Tactics, then, are as important as speed (since lighter boats with lower handicaps may go faster in light winds than a 118-rated boat which weighs more) - and today, we (wait, I guess that is "I", since I was the skipper) took the start line in the wrong place, which meant we did not put the distance on the other boats that we could/should have.

But it's all about having fun, right? While I hope you know a bit more about how we race (since sailing is such a big part of my life this summer), I mainly want to share how much fun I had today. First of all, you get bashed around a lot less when you skipper. You also spend more time understanding the boat and the weather. A sailing book I bought Mom last year, for instance, talks about how, as well as sailing by telltales (bits of yarn or ribbon on a sail that tell you to let it in or out), wind guages and compasses, you should feel the wind on your face. Is it on your cheek, your mouth, or your ear? How does the tiller feel in your hand. Smooth? Biting in? Does the boat want to head up into the wind, and how should you respond? Sailing is, in short, an activity that requires not only strategy and knowledge, but a sensory 'connection' (how cheesy does this sound, and yet it is true) with the boat and the wind and the water.

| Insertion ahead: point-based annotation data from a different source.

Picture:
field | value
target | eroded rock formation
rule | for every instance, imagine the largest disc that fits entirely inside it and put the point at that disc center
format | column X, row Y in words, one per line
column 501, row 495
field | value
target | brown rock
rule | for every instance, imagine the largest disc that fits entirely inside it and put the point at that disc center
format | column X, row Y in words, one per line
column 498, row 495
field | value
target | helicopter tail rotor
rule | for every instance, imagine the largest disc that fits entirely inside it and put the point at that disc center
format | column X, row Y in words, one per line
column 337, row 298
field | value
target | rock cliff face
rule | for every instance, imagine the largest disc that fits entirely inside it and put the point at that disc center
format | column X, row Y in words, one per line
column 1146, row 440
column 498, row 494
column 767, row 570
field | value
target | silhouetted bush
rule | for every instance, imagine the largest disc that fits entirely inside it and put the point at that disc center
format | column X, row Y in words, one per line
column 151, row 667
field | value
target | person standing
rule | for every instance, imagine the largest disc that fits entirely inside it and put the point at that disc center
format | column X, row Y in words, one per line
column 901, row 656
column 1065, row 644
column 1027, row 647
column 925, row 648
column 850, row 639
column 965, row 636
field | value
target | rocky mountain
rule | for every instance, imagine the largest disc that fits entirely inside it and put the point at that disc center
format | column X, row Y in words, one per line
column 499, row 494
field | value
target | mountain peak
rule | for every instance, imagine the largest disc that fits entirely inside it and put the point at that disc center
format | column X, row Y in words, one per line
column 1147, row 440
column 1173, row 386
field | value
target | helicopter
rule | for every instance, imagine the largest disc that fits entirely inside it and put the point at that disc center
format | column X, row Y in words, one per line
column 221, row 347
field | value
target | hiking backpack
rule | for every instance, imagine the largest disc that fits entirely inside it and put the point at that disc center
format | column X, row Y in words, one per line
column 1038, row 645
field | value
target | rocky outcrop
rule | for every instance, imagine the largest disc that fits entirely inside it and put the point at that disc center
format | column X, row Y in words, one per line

You remember in Junior High English class, where you learn there are three plot types? Man against man, man against nature, and man against himself? Well sailing comprises all three. And I love a challenge.

Thursday, August 09, 2007

Still Sailing

Windseeker spinnaker

Or rather, was sailing - six days in a row, last week. Metro Race Week is over now, though, and, beside the usual Wednesday races and this Sunday's Lady Skippers Race (where Windseeker will be skippered by yours truly, although sometimes I shudder at the thought), I think I have my sailing problem under control. I think. Those of you similarly afflicted may be aware that unlike arthritis, gout, nicotine addiction, and other similar afflictions, you never know when sailoritis is going to flare up.

And I hope none of you are affected by gout. Stay away from the salmon.